Laboratory and Finite-Element Investigation of Soil Disturbance Associated with the Installation of Mandrel-Driven Prefabricated Vertical Drains

Abstract

A series of large-scale laboratory experiments, along with numerical analyses, using the commercial finite-element software package, ABAQUS, were performed to investigate the installation of mandrel-driven prefabricated vertical drains (PVDs). The laboratory tests were conducted using a specially designed large-scale consolidometer and a novel mandrel-driving machine capable of working at installation rates in the range of usual practices. The finite-element simulations include coupled analyses with a large-strain formulation. Coulomb’s law of friction and the penalty method are incorporated into the numerical models.
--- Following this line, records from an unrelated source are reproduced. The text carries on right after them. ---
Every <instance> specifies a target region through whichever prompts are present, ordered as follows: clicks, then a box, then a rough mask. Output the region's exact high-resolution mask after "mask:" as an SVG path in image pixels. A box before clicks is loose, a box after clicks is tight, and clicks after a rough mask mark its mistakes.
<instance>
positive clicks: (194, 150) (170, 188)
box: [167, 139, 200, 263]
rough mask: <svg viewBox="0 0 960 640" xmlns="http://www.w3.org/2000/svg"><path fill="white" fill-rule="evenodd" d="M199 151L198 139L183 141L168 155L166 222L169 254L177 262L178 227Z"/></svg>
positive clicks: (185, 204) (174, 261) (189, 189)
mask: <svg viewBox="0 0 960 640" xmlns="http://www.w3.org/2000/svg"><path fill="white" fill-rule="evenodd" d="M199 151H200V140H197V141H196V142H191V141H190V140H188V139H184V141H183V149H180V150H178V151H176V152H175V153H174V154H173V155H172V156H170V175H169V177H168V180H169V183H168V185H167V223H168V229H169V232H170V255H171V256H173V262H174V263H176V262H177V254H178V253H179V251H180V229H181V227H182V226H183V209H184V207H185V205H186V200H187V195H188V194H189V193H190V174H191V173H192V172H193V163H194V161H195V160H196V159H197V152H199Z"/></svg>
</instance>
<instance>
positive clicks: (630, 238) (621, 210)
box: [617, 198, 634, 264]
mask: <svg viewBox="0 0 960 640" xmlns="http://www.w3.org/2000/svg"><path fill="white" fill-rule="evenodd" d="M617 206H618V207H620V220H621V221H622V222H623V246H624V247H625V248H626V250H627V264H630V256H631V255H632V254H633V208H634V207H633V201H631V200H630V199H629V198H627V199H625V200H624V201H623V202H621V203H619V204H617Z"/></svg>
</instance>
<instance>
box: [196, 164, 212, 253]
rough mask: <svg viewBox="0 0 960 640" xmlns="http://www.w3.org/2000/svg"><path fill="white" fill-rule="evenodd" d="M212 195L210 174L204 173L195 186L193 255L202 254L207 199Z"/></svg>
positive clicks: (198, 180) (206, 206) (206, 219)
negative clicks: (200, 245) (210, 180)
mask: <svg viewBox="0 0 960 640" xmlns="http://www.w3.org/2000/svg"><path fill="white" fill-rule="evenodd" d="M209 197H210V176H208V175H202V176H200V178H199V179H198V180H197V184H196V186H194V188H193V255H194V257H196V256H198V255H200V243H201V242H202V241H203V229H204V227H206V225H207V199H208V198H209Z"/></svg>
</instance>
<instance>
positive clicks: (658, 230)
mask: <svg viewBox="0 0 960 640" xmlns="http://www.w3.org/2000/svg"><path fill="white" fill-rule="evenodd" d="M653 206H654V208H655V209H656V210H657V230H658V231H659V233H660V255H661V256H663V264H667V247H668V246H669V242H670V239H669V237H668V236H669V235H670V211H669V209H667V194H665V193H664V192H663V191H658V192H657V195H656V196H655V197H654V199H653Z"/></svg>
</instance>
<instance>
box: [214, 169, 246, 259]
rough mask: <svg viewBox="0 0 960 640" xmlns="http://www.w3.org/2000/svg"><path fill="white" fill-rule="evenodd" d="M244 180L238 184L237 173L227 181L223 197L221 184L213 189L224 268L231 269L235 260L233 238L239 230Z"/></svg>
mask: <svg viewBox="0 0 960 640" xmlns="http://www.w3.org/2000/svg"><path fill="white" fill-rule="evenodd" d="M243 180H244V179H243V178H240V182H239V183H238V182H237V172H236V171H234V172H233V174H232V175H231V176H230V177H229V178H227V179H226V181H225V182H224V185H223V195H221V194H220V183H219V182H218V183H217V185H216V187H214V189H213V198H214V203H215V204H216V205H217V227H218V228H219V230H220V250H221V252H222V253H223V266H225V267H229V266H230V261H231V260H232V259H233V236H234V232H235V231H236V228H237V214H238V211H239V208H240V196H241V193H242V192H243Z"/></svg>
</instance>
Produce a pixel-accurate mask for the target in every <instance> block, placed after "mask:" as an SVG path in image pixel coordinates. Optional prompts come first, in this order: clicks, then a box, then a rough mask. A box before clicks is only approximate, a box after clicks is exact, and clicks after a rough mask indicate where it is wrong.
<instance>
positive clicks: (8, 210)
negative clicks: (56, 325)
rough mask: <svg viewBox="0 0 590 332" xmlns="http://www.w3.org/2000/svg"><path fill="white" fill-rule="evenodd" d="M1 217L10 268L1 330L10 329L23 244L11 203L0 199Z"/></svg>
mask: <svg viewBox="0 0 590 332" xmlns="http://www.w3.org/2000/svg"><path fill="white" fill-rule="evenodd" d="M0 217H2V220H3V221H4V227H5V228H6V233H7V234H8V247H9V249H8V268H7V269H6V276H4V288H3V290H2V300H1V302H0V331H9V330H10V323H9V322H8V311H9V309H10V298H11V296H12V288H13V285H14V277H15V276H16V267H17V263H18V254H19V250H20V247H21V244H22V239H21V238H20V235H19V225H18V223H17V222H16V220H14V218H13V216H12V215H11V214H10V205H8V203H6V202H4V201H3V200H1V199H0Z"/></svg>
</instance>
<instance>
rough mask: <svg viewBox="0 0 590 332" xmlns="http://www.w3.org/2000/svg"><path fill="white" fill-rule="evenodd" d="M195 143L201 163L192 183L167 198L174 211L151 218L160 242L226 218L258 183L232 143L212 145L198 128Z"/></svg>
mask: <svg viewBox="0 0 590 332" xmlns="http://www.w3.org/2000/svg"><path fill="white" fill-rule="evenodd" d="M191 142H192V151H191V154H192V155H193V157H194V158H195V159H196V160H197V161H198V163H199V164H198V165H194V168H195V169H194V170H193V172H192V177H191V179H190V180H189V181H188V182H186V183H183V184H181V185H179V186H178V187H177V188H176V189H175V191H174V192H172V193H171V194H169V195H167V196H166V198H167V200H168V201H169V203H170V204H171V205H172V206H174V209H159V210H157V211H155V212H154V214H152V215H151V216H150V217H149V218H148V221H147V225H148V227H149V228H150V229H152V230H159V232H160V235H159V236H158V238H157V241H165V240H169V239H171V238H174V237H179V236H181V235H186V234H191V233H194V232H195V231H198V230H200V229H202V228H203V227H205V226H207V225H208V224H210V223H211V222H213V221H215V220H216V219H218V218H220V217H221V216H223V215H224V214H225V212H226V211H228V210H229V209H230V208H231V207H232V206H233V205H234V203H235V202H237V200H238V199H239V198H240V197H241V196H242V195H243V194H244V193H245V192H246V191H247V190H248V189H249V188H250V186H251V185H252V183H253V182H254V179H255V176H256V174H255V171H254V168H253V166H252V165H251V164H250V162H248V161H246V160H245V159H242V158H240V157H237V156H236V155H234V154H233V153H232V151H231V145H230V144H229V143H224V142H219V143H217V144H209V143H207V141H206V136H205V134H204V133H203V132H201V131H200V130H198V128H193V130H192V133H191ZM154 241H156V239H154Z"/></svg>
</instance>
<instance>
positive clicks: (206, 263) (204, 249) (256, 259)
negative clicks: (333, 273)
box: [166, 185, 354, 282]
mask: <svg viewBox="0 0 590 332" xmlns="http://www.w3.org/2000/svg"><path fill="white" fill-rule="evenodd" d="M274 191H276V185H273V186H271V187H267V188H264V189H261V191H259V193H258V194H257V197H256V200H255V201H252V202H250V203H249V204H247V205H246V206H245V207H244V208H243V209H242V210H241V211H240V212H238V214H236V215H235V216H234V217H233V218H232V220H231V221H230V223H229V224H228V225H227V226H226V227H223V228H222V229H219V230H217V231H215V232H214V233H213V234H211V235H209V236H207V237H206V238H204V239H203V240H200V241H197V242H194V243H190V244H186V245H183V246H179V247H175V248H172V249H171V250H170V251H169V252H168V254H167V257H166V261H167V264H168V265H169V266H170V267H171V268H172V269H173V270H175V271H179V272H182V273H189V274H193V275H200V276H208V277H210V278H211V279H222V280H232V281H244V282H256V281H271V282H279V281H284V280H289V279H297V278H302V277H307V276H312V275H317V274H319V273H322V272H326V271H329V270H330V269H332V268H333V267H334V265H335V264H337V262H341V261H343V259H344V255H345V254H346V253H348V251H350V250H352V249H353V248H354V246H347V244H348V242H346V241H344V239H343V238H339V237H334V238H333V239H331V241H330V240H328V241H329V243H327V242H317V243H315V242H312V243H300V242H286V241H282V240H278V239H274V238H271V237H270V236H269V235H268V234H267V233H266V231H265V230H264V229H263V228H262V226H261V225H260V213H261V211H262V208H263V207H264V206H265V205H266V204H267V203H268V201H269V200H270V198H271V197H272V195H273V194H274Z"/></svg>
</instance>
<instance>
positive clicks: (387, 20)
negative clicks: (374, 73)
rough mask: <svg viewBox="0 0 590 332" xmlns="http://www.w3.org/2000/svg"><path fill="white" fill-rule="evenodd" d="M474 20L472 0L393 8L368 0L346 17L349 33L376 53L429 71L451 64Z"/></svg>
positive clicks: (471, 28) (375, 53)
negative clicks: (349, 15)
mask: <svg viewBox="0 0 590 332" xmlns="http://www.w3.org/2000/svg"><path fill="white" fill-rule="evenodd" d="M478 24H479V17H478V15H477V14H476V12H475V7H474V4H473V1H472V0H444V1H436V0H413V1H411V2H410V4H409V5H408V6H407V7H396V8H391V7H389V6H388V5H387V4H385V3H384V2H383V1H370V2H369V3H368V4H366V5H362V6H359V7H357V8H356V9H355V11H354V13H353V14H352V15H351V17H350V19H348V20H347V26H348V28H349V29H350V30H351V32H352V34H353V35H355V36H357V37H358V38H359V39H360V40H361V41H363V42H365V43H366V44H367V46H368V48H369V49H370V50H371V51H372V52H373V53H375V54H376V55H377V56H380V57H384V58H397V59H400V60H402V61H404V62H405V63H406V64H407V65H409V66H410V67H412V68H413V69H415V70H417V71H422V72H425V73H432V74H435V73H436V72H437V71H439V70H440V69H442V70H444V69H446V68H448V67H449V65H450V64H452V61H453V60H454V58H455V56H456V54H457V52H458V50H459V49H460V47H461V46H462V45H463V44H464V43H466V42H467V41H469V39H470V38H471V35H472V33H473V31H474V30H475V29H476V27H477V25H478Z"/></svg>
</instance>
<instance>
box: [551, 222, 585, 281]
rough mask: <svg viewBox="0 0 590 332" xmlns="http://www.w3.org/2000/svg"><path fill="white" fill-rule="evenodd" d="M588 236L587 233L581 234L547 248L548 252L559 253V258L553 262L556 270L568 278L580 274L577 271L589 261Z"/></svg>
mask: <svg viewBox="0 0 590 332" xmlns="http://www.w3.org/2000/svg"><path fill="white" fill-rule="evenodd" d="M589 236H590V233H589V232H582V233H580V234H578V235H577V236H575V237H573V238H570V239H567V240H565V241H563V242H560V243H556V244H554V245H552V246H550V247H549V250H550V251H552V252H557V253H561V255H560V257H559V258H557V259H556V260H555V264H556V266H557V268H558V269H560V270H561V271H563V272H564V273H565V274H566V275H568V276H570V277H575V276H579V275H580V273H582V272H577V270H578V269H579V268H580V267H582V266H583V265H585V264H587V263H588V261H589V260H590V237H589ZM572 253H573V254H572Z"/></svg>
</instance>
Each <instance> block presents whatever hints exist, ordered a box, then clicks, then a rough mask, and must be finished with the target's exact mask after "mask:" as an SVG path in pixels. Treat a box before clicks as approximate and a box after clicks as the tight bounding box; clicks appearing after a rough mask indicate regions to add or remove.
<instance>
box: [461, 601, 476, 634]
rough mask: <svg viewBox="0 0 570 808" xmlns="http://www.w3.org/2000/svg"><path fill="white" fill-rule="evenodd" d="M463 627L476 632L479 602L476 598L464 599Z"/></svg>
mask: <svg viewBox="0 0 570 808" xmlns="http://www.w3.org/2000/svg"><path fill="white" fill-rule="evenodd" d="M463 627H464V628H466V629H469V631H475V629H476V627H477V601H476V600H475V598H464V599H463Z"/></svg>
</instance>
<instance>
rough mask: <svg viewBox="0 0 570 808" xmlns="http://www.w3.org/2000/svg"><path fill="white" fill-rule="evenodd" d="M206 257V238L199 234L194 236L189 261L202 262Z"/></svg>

The variations of pore water pressure at different locations during installation of a PVD and withdrawal of the mandrel are presented. Good agreement is found between pore pressures measured in the laboratory and predicted numerically. Moreover, finite-element analyses reveal that when a mandrel is pushed into the soil deposit, the soil surrounding the mandrel moves radially and downwards. Laboratory tests for moisture content and the numerically predicted variations of plastic shear strain, normalized with the rigidity index of the soil, show that for a given type of soft soil subjected to a particular rate of mandrel installation, the size of the smear zone decreases as the in situ effective stresses increase. The finite-element model has been applied to a case history from the Second Bangkok International Airport in Thailand and proves that the model can be applied to field conditions.